Business Services Industry
Fingers of speech - Sign Language Associates
Nation's Business, July, 1989 by Sharon Nelton
Fingers Of Speech A hearing-impaired woman gives birth to her first child at a hospital in Alexandria, Va. With her is a sign-language interpreter, who makes certain that the young woman and the medical staff understand each other during the crucial hours of labor and delivery.
A Washington, D.C., woman receives a call notifying her that her daughter, a deaf 17-year-old, has been hit by a car. The mother's anxiety is magnified by fear that her daughter will not be able to communicate with the medical team. But when she arrives at the hospital, a sign-language interpreter is already in the treatment room with the injured teenager.
In both instances, the interpreter was supplied by Sign Language Associates, a Silver Spring, Md., firm specializing in communication services for the hearing-impaired in the Washington area. But SLA does not limit its services to dramatic hospital scenes.
The brainchild of Janet Bailey, once an aspiring actress, SLA provides interpreters for virtually any occasion: court appearances, business meetings, political rallies, even nightclub performances. One SLA interpreter found herself accompanying a group of hearing-impaired students on a slaughter-house tour and having to explain the finer points of one cow's swift demise.
"I was sort of fated to do this," Bailey, 40, says of her unusual business career. As a small child, she learned the sign-language alphabet from her mother, who had once worked briefly at a school for the deaf. In junior high school, she and a boyfriend, the son of a deaf man, had fun communicating with each other by finger spelling.
When she went to Huron College in Huron, S.D., to study theater, she spent a six-week practicum working with deaf children. Still she did not see the pattern.
But after she married and had two children, she and her family lived in Silver Spring in an apartment across the hall from a family with a deaf daughter. Bailey used her rusty finger-spelling skills to communicate with the girl and finally realized that she was really interested in the deaf.
She began studying sign language at Washington's Gallaudet University, the nation's only university specifically for the deaf. After working briefly at the National Association of the Deaf and then spending six years in television and public-relations jobs at Gallaudet, she became one of about 10 full-time free-lance interpreters of sign language in Washington.
Very quickly, she saw that each interpreter had his or her own inefficient little enterprise and was dependent on an answering machine to get new assignments. The lack of a system was also unsatisfactory to clients, who had to go down a list of interpreters, calling each one until they found someone who was available. "I realized this was no way to run a business," Bailey says.
Bailey convinced seven other interpreters to join her in creating a single, efficient business, and by 1982, SLA was under way. The partners' first and only "advertising" was to put a message on each of their answering machines directing callers to dial the answering service they had hired to handle all their calls. "One of us would collect the calls and divvy up the jobs," says Bailey.
Once clients realized they had to make only one call to find an interpreter, she says, SLA was deluged.

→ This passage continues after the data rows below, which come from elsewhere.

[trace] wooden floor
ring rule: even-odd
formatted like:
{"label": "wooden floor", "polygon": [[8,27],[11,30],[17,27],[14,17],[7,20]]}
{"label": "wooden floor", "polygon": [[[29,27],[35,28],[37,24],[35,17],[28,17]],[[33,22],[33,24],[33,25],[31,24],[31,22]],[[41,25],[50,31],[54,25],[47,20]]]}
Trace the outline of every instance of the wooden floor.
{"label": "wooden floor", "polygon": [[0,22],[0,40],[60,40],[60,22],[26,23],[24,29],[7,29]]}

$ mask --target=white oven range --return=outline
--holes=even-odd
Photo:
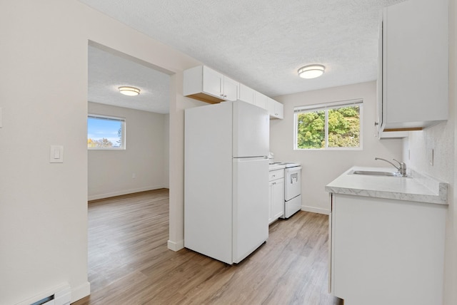
[[[284,165],[284,215],[288,218],[301,210],[301,166],[298,163]]]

SLA now has more than 20 full- and part-time employees and 100 free-lance contractors. It has grown to over $1 million in annual revenues and more than 600 clients, including local and federal government agencies, nonprofit organizations, and businesses. For example, Hewlett Packard's regional sales headquarters in Rockville, Md., brings in SLA interpreters to "sign" business meetings and other special events for its two hearing-impaired employees.
The basic cost for SLA services is $60 for up to two hours and $25 per hour thereafter.
"We never expected the growth that we've experienced," says Bailey, who is now majority stockholder and president of the firm. She points out that Washington may be an exceptional market--Gallaudet attracts a great number of the hearing-impaired to the area, and the federal government is a major employer of the deaf.
Bailey's theatrical training has not gone to waste. She has interpreted performances in nearly every theater in Washington. And sin language itself calls on the skills of the thespian. Says Bailey: "It's one more way to express yourself, and it's just so beautiful."